The seasons and cycles of our planet are foreseeable; we understand this and plan accordingly. The same holds true for the cycles of our life. Times of abundance follow seasons of scarcity, seasons of pleasure follow times of discomfort. Christians that accept this reality plan for it and, in so doing, are prepared.
The same concept applies to spiritual warfare, and Scripture reveals this truth when believers study words carefully. Consider the Bible’s warning to Christians: “For we do not wrestle against flesh and blood” (Ephesians 6:12).
When one thinks of warfare, images of intense conflict fill the mind. There’s a starting point, a fight, and a conclusion – at which point the forces separate for a period. However, Scripture doesn’t use the word fight; it uses the word “wrestle” (πάλη / PAH-lay). Spiritual warfare resembles a wrestling match more than it does a boxing match. The opponents stay in contact during periods of intense maneuver, and during times of rest.
Wrestling matches aren’t a quick fight; they’re a prolonged struggle and an ongoing battle. Christians that understand the nature of this type of battle can plan their strategy accordingly.
Spiritual warfare is also cyclical; it comes and goes with the same degree of certainty as worldly seasons. The Bible gives an account of Satan tempting Jesus during His earthly ministry. Jesus prevailed (of course), but notice how the story ends:
The King James Bible tells us, “And when the devil had ended all the temptation, he departed from him for a season” (Luke 4:13, KJV). The New King James Bible tells us, “Now when the devil had ended every temptation, he departed from Him until an opportune time” (Luke 4:13, NKJV). Despite a small variation in words, the message is the same, and it’s important.

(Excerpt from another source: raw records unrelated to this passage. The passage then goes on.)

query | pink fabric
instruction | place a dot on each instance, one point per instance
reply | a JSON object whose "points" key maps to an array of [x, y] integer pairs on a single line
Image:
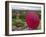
{"points": [[32, 20]]}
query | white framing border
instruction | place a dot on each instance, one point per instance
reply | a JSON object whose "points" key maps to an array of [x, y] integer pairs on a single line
{"points": [[24, 32]]}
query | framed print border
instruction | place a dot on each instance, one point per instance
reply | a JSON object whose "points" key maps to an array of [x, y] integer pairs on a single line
{"points": [[7, 17]]}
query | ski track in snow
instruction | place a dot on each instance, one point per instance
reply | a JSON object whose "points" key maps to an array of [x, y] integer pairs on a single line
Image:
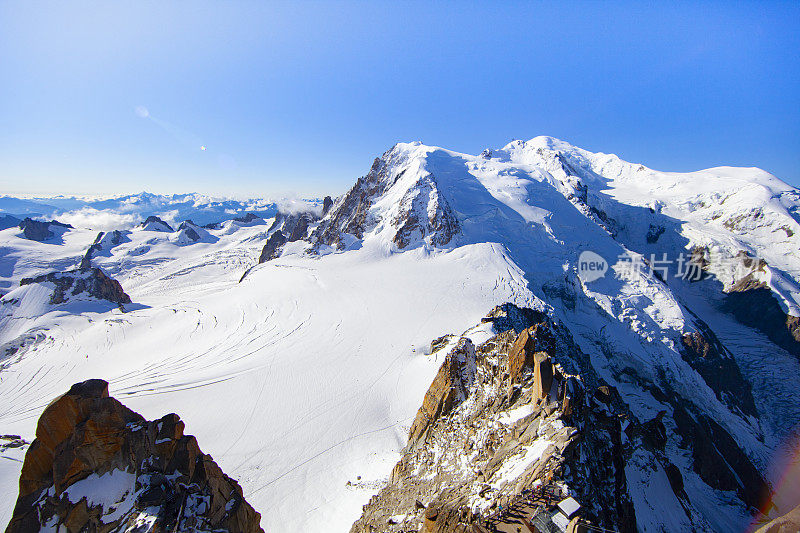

In biblical terms, a season reveals two immediate realities: it’s a finite, temporary span of time, and it will return in the future. It also tells us Satan will return at “an opportune time” … for him. Satan’s opportune time will always be the worst time for us.
Christians accepting this reality will plan accordingly, and not pity themselves. Assuredly, they will be stronger as a result of their efforts.